Hello!
I have variable sequence lengths, so I need to pad and mask them to a fixed length of timesteps.
I was wondering how exactly the Bidirectional layer handles the masked timesteps when merging the outputs of the forward and backward LSTMs (the LSTM has return_sequences=True)?
For example, suppose an input sequence is [1.0, 2.0, 3.0]
, and I pad it to length-5 by using -1.0
to become [1.0, 2.0, 3.0, -1.0, -1.0]
. I use the Masking layer to mask the last two timesteps. I then feed the masked sequence to the Bidirectional(LSTM) like the following:
output = Bidirectional(LSTM(1, return_sequences=True))(masked_input)
Suppose the output of the forward LSTM is [0.1, 0.2, 0.3, 0.0, 0.0]
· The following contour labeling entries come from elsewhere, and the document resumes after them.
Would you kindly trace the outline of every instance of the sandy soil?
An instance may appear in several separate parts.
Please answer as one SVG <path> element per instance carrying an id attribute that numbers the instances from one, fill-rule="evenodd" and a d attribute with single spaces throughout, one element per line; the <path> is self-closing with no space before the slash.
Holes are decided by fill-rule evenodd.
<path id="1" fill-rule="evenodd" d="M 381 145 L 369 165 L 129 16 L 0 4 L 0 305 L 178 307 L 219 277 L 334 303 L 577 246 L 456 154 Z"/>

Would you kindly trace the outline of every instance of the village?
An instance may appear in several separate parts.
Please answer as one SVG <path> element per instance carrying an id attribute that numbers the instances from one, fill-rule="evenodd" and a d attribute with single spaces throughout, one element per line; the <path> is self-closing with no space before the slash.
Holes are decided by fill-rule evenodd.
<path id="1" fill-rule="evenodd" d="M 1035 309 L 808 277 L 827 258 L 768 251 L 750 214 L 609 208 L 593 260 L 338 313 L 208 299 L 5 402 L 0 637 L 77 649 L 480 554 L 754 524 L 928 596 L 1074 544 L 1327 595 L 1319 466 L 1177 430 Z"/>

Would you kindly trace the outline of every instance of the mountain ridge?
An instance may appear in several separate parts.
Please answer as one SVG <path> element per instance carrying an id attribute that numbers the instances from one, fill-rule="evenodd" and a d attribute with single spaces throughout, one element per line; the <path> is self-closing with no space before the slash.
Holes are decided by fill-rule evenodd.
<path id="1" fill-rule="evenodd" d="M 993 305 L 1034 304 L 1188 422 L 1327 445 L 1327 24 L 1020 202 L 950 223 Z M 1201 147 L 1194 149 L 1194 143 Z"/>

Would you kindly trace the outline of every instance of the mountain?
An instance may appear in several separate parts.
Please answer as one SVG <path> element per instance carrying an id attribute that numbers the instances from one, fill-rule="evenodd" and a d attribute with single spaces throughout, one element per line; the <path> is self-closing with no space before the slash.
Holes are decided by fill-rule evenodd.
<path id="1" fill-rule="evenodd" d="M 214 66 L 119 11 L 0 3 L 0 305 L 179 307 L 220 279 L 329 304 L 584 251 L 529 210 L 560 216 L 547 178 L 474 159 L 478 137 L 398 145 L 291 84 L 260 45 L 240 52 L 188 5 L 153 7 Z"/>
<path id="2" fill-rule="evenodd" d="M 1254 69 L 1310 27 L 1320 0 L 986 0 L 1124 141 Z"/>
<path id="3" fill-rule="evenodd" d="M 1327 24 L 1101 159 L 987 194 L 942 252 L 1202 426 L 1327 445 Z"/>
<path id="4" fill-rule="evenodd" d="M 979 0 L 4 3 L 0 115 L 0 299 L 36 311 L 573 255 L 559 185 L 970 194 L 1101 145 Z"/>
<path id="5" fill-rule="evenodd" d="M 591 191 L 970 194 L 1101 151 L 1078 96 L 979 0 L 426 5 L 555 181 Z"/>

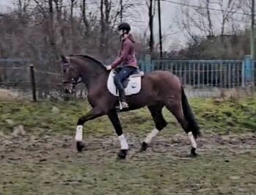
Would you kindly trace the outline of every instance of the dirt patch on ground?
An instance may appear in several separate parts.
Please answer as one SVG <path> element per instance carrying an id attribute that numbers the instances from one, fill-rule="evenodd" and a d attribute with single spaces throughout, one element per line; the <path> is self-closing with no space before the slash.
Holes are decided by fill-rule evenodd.
<path id="1" fill-rule="evenodd" d="M 116 136 L 87 139 L 78 153 L 64 136 L 0 136 L 1 194 L 255 194 L 255 133 L 208 136 L 189 157 L 184 134 L 157 137 L 139 152 L 144 137 L 128 134 L 131 150 L 117 160 Z"/>

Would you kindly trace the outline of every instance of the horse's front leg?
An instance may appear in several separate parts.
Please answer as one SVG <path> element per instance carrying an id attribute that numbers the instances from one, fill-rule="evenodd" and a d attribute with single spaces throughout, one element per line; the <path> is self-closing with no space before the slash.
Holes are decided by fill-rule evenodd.
<path id="1" fill-rule="evenodd" d="M 126 139 L 125 136 L 122 134 L 122 129 L 120 121 L 118 118 L 117 113 L 115 110 L 112 110 L 111 111 L 108 113 L 108 116 L 116 130 L 119 141 L 120 141 L 121 144 L 121 150 L 117 153 L 117 156 L 120 158 L 125 159 L 129 147 Z"/>
<path id="2" fill-rule="evenodd" d="M 97 117 L 101 117 L 106 113 L 102 109 L 95 107 L 91 109 L 87 114 L 79 118 L 77 122 L 76 133 L 76 149 L 78 152 L 81 152 L 84 144 L 83 144 L 83 125 L 84 122 L 88 120 L 94 119 Z"/>

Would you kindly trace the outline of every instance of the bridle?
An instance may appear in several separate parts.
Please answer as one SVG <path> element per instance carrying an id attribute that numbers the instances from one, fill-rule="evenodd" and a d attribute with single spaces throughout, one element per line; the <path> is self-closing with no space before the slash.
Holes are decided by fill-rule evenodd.
<path id="1" fill-rule="evenodd" d="M 70 84 L 69 87 L 67 89 L 66 88 L 65 89 L 65 91 L 66 92 L 69 92 L 70 94 L 73 94 L 76 92 L 75 89 L 76 89 L 76 85 L 78 84 L 80 84 L 82 82 L 81 78 L 81 76 L 79 76 L 78 79 L 75 79 L 74 78 L 72 77 L 72 72 L 74 71 L 74 68 L 73 66 L 70 65 L 70 63 L 68 63 L 68 62 L 64 63 L 62 65 L 62 67 L 67 67 L 68 68 L 70 78 L 71 78 L 70 81 L 65 82 L 66 84 L 68 84 L 68 83 Z M 79 80 L 79 78 L 81 78 L 81 79 Z"/>

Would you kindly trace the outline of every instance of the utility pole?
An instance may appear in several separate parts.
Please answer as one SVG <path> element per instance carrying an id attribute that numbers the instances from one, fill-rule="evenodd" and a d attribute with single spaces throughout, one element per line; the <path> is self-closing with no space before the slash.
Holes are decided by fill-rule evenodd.
<path id="1" fill-rule="evenodd" d="M 153 50 L 154 50 L 154 29 L 153 29 L 153 20 L 154 20 L 154 17 L 153 17 L 153 0 L 150 0 L 150 7 L 149 7 L 149 12 L 148 12 L 148 15 L 149 15 L 149 25 L 150 25 L 150 54 L 153 54 Z"/>
<path id="2" fill-rule="evenodd" d="M 120 0 L 120 21 L 121 21 L 121 23 L 122 21 L 122 10 L 123 10 L 122 0 Z"/>
<path id="3" fill-rule="evenodd" d="M 160 0 L 158 0 L 158 23 L 159 23 L 159 43 L 160 43 L 160 58 L 163 58 L 163 45 L 162 45 L 162 30 L 161 30 L 161 5 Z"/>
<path id="4" fill-rule="evenodd" d="M 252 0 L 251 57 L 255 59 L 255 0 Z"/>

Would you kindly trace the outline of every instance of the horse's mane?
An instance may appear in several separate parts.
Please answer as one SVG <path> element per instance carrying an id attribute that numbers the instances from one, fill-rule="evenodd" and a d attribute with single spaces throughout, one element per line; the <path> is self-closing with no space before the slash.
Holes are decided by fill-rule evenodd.
<path id="1" fill-rule="evenodd" d="M 71 55 L 70 55 L 70 56 L 78 56 L 78 57 L 83 57 L 84 59 L 89 59 L 93 61 L 94 62 L 95 62 L 96 64 L 100 65 L 101 67 L 103 67 L 106 70 L 106 67 L 102 62 L 100 62 L 98 59 L 96 59 L 90 56 L 83 55 L 83 54 L 71 54 Z"/>

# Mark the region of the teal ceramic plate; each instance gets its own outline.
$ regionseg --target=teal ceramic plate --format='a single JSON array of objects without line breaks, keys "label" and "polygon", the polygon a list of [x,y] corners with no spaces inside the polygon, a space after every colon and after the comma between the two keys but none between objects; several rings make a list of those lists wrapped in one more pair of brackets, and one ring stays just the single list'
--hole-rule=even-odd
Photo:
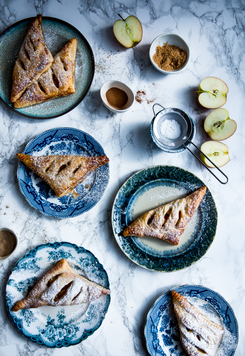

since the last two timesteps are masked, and the output of the backward LSTM is [0.0, 0.0, 0.4, 0.5, 0.6]
. If using concatenate mode, will the Bidirectional layer merge these two outputs like the following?
[[0.1, 0.0], [0.2, 0.0], [0.3, 0.4], [0.0, 0.5], [0.0, 0.6]]
Or will it merge them like the following?
[[0.1, 0.4], [0.2, 0.5], [0.3, 0.6], [0.0, 0.0] [0.0, 0.0]]
I hope it is the second case.
If it is the first case, the result would be different from directly using the input [1.0, 2.0, 3.0]
without padding and masking, and this is not what we want. Especially when the padding part is longer than the original sequence length (e.g. a length-3 sequence is padded to length-7), all the output values of LSTMs would be concatenated with 0.0.
I would appreciate your advice on how the Bidirectional layer does the merge in Keras when there are masked timesteps.
Thank you very much!